Planification des charges de travail du nageur Grant Hackett

Planification des charges de travail du nageur Grant Hackett, recordman du monde de natation. Chaque semaine le volume de travail est relativement constant et peu élevé pour un spécialiste de 1 500m NL. En revanche, le nombre de semaines de repos complet est limité à une seule par an.

Au cours de ces mésocycles, les séances intenses sont très typées. Elles ne stimulent qu'un seul domaine énergétique. Trois types de séances reviennent régulièrement : séance de VO2max de tolérance au lactate et de sprint. Toutes les autres séances sont composées d'un travail de récupération de type aérobie et/ou d'exercices de technique.

Les séances intenses sont espacées au maximum dans la semaine pour augmenter la récupération physiologique entre deux séances du même type. Par exemple, une séance de VO2max le mardi n'est pas répétée avant le vendredi.

Mésocycle de très courte durée (onze jours)

Ce mésocycle est composé de trois microcycles de trois jours encadrés par un jour de récupération active. Le premier microcycle d'endurance aérobie comporte trois séances par jour. Le quatrième jour est un jour de récupération active. Le deuxième microcycle est consacré au développement de la puissance maximale aérobie et de la tolérance au lactate. Le huitième jour est un jour de récupération active. Le troisième microcycle est consacré à l'entraînement de la vitesse et à la compétition.
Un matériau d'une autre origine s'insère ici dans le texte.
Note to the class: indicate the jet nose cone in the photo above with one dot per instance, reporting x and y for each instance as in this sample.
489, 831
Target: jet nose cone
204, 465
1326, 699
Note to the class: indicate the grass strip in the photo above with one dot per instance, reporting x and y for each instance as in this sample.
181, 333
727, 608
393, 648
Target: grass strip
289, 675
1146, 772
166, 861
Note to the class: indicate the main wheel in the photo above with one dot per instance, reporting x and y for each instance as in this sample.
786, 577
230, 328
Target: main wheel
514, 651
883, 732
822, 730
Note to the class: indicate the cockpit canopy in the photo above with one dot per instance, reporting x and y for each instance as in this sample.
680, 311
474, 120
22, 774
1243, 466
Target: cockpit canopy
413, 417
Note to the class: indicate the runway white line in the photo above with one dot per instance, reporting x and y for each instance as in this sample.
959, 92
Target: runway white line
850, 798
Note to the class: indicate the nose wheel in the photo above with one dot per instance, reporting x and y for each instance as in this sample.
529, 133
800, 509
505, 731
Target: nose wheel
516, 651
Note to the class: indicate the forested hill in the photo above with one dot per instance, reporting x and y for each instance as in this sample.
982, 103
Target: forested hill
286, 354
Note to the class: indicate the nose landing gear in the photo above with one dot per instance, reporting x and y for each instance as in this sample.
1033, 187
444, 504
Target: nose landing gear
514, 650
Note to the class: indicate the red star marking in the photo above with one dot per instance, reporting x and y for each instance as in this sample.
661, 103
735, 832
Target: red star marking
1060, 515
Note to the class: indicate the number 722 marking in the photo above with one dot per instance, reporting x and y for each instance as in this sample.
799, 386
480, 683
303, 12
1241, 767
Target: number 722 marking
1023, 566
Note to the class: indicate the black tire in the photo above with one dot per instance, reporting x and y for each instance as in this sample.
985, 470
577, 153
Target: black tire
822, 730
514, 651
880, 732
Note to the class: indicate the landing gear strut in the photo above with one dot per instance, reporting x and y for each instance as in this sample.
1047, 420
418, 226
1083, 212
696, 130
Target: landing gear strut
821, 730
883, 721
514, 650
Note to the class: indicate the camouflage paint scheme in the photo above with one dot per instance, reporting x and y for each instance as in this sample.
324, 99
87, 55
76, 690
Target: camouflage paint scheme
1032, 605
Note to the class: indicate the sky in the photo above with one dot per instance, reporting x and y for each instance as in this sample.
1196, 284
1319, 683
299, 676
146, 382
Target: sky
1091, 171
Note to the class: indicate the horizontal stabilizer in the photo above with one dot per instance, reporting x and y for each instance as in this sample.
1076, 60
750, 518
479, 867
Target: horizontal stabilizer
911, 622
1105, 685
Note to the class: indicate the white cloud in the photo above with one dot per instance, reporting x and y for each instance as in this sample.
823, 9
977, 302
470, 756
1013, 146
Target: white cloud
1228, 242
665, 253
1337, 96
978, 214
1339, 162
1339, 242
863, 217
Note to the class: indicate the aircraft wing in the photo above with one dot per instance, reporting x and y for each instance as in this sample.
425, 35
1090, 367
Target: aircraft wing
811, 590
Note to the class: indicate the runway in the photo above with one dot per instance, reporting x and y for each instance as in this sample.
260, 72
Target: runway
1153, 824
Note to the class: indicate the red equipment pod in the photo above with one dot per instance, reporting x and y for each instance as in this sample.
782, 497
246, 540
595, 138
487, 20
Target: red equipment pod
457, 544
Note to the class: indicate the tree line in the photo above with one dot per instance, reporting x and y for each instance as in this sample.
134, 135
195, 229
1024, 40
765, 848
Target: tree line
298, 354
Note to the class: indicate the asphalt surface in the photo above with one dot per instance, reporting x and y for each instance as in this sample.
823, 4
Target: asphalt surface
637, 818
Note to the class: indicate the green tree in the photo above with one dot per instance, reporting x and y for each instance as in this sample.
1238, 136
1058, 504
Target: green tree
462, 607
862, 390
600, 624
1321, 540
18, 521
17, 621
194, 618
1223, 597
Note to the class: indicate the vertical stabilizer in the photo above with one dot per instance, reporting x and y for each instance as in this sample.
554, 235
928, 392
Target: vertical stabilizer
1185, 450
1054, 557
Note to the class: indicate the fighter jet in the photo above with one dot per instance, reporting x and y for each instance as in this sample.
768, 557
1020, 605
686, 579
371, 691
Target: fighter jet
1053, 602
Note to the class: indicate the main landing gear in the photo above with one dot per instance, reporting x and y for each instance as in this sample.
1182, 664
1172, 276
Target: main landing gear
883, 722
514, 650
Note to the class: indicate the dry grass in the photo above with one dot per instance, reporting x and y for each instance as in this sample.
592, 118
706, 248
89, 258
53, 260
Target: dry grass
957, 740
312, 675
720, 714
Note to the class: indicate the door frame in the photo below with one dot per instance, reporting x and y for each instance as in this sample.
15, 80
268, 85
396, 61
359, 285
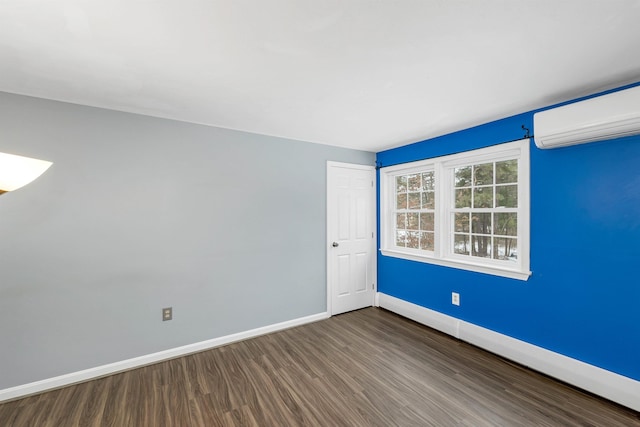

Jours Microcycles Commentaires
1 Microcycle 1 Endurance Entraînement < au seuil
Trois sessions par jour
Quelques sprints très courts
2
3
4 Récupération Active et spa, sauna, massage
5 Microcycle 2 Puissance Transition vers la puissance maximale aérobie et la tolérance au lactate
6
7
8 Récupération Récupération Active et spa, sauna, massage
9 Microcycle 3 Sprint Travail de la vitesse,
utilisation des techniques de survitesse
Compétition vraie ou simulée
10
11

 Exemple de mésocycle de onze jours, composés de trois microcycles différents.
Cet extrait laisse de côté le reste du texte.